Monday 9 July 2012

Why Conservative MPs are right to rebel on House of Lords reform


The telegraph today reported that 70 Tory MPs are leading a rebellion to defeat the Bill. Clearly Cameron is putting his leadership on the line over this issue, at best, in order to appease the junior partners across the cabinet table. Or at worst, because he actually believes an elected House of Lords serves the best interests of the country. Either way it is foolish for any government to attempt constitutional reform without the consent of the public. It is more foolish to do so without first ensuring they are carrying the  party with them.

Cameron conceding House of Lords reform  in the coalition agreement is unforgivable. Constitutional change is something which should kept out of back-door negotiations between the two parties. Democratic institutions must be protected from politicians playing party politics. The legacy of such reforms is permanent and impossible to reverse. Whilst electoral reform was borderline inexcusable, at least it was put to the public, in the form of a referendum, to decide whether or not AV was something the country wanted. The conduct of the Coalition over Lords Reform however, has nothing to spare any integrity.

Clegg was able to justify an expensive referendum for changing the electoral system in 2011, yet doesn’t see fit to put the biggest constitutional change the country has seen in modern times to the vote. This is ludicrous hypocrisy and demonstrates pure political opportunism in order to force through changes to the Upper Chamber which nobody really wants, other than liberal dogmatists, taking advantage of their rare opportunity in government, who hold only a simplistic understanding of democracy.

It is astonishing that Cameron has failed to intervene and stop this proposal going any further. Lords reform is something that nobody is calling for, least of all now. The pursuit of an elected House of Lords is something which is alienating Conservative voters and members.

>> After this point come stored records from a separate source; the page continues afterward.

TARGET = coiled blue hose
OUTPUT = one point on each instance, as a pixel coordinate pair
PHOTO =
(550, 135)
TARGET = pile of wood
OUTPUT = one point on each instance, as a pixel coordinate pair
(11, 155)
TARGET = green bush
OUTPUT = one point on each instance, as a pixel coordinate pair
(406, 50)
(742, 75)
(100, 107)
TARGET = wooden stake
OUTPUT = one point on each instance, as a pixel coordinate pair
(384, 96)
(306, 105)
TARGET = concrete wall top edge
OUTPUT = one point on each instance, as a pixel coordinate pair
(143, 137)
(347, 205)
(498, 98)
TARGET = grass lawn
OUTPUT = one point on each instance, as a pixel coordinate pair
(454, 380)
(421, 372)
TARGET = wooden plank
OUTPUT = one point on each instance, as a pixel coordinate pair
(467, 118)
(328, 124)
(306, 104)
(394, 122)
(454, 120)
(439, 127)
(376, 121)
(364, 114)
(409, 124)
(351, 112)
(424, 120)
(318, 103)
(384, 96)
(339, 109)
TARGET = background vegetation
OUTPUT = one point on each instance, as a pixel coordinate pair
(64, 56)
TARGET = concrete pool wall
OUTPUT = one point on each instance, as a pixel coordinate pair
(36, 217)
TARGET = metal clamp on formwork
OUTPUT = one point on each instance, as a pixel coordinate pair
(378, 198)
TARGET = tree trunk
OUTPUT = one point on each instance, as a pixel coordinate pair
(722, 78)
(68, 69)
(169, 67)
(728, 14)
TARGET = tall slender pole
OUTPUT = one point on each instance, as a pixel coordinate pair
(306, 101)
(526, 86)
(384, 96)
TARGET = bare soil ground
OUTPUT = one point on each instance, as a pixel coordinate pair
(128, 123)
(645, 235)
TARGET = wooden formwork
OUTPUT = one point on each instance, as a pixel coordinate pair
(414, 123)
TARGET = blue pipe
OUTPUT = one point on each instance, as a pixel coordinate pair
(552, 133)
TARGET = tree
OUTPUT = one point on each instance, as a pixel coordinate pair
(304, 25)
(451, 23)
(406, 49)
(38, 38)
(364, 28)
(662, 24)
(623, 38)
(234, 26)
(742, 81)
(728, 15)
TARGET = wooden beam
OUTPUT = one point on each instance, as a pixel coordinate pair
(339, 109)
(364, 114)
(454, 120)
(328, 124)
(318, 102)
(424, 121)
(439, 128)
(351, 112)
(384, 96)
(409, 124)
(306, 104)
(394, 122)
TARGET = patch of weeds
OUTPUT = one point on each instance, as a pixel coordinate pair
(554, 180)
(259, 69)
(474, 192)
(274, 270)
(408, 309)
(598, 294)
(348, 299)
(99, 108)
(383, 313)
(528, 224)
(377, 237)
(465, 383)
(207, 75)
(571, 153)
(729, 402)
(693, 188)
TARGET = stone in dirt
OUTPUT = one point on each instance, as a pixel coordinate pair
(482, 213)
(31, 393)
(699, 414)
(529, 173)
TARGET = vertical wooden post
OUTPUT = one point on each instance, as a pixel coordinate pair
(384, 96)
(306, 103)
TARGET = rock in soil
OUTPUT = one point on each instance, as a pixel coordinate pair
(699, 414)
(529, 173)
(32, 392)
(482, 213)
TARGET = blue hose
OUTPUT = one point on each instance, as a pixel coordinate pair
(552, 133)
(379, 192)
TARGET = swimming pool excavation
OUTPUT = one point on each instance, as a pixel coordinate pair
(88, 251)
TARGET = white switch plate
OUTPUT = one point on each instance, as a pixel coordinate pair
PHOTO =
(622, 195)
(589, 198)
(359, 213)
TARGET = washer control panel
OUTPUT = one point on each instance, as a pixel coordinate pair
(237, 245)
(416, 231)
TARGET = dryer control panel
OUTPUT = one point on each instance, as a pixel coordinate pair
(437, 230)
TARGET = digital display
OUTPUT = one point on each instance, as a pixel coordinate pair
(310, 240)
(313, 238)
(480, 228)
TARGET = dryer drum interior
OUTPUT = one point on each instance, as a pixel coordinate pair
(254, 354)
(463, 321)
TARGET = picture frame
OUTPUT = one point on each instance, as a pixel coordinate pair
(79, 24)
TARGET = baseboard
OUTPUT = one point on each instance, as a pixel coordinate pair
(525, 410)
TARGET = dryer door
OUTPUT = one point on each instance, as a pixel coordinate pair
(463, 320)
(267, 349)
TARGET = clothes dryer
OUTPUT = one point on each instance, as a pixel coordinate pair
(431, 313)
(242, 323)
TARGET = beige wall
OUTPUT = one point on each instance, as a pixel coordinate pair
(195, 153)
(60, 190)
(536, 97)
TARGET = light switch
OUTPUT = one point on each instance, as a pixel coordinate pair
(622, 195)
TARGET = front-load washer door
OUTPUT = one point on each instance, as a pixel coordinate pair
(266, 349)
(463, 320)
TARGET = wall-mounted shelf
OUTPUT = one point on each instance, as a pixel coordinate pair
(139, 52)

Cameron has failed to gage the mood amongst his own backbenchers who have been put in the undue predicament of putting the Governments unity in jeopardy, and his own premiership on the line.

Government rebellions are never taken lightly in the Conservative Party. This is more the case than ever with the reluctant rebellion of Nicholas Soames, a Tory MP who has only once in his long parliamentary career, voted against his own party. This is indicative of the mood of Tory backbenchers whose patience again is being stretched to the full by Cameron’s leadership. Cameron is playing with fire with his own backbenchers. This is something a leader can only get away with so many times before it comes back to haunt them. Not even Tony Blair was immune. Cameron is clearly not in touch with his own party over this issue if he believes he can come out of this unscathed.

Never before has a government attempted such drastic constitutional reform. Therefore Cameron is on unchartered territory. Whether or not it gets passed remains narrow, but either way, Cameron is surely putting his standing within the party in danger.

Attempting constitutional reform, without being put to the electorate, represents a clear betrayal of the public. Never should a government attempt to change the goalposts over the countries democratic system without the mandate of the British people. Therefore out of principle, all MPs must realise their abuse of power and oppose the Bill.  This is unlikely to be the case, but what upholders of democracy can hope for is a sufficient tory rebellion.